13. A system comprising:
at least one processor; and
at least one memory including instructions that, when executed by the at least one processor, cause the system to:
receive first dialog data associated with a user profile identifier;
determine first data representing at least first user knowledge associated with the user profile identifier;
determine a first prompt including a first request to determine at least second user knowledge based on the first dialog data and the first data;
process, using a first generative model, the first prompt to generate second data representing at least the second user knowledge; and
store third data associating the second data with the user profile identifier.
14. The system of claim 13, wherein the at least one memory includes further instructions that, when executed by the at least one processor, further cause the system to:
cause presentation of a system output requesting information from a user associated with the user profile identifier;
receive the first dialog data in response to the system output; and
select the first dialog data for further processing based on the first dialog data being in response to the system output, wherein further processing includes determining the first prompt.
15. The system of claim 13, wherein the at least one memory includes further instructions that, when executed by the at least one processor, further cause the system to:
process, using a second generative model, the first dialog data to determine that the first dialog data is to be selected for further processing, wherein further processing includes determining the first prompt.
16. The system of claim 13, wherein the at least one memory includes further instructions that, when executed by the at least one processor, further cause the system to:
receive a set of commands corresponding to dialog data to be excluded from further processing;
determine that the first dialog data corresponds to a first command excluded from the set of commands; and
based on the first dialog data corresponding to the first command, select the first dialog data for further processing, wherein further processing includes determining the first prompt.
17. The system of claim 13, wherein the at least one memory includes further instructions that, when executed by the at least one processor, further cause the system to:
determine that the first dialog data corresponds to a command for updating user knowledge data associated with the user profile identifier; and
based on the first dialog data corresponding to the command, select the first dialog data for further processing, wherein further processing includes determining the first prompt.

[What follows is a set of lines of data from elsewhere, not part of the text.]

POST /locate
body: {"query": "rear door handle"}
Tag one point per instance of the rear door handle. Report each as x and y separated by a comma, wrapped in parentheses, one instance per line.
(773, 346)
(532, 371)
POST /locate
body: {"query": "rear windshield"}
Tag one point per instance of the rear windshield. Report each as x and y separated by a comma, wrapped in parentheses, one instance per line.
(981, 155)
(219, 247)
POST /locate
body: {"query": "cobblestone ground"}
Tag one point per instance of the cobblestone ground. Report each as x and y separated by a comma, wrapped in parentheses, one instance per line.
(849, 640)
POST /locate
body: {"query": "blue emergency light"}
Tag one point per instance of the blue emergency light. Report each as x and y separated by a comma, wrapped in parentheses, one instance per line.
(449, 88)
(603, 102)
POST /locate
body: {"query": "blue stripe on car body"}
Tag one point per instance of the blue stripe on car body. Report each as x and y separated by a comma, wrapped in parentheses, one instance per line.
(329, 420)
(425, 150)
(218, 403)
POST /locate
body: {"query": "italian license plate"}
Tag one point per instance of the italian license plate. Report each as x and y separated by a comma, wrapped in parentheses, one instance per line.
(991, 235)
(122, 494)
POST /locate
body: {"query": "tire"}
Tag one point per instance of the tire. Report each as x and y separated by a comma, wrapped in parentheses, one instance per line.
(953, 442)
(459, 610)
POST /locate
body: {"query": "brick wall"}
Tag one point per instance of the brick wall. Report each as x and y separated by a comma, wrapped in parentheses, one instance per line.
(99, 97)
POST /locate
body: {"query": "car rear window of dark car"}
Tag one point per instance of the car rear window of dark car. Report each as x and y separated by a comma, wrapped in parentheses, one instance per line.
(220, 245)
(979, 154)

18. The system of claim 13, wherein the first data includes an affinity,
wherein processing using the first generative model comprises generating the second user knowledge representing a modification to the affinity.
19. The system of claim 13, wherein the at least one memory includes further instructions that, when executed by the at least one processor, further cause the system to:
receive image data corresponding to the first dialog data; and
determine the first prompt including the first request to determine at least the second user knowledge based on the first dialog data, the image data and the first data.
20. The system of claim 13, wherein receiving the first data comprises receiving the first data including first natural language data describing the first user knowledge, and
wherein the second data includes second natural language data describing the second user knowledge.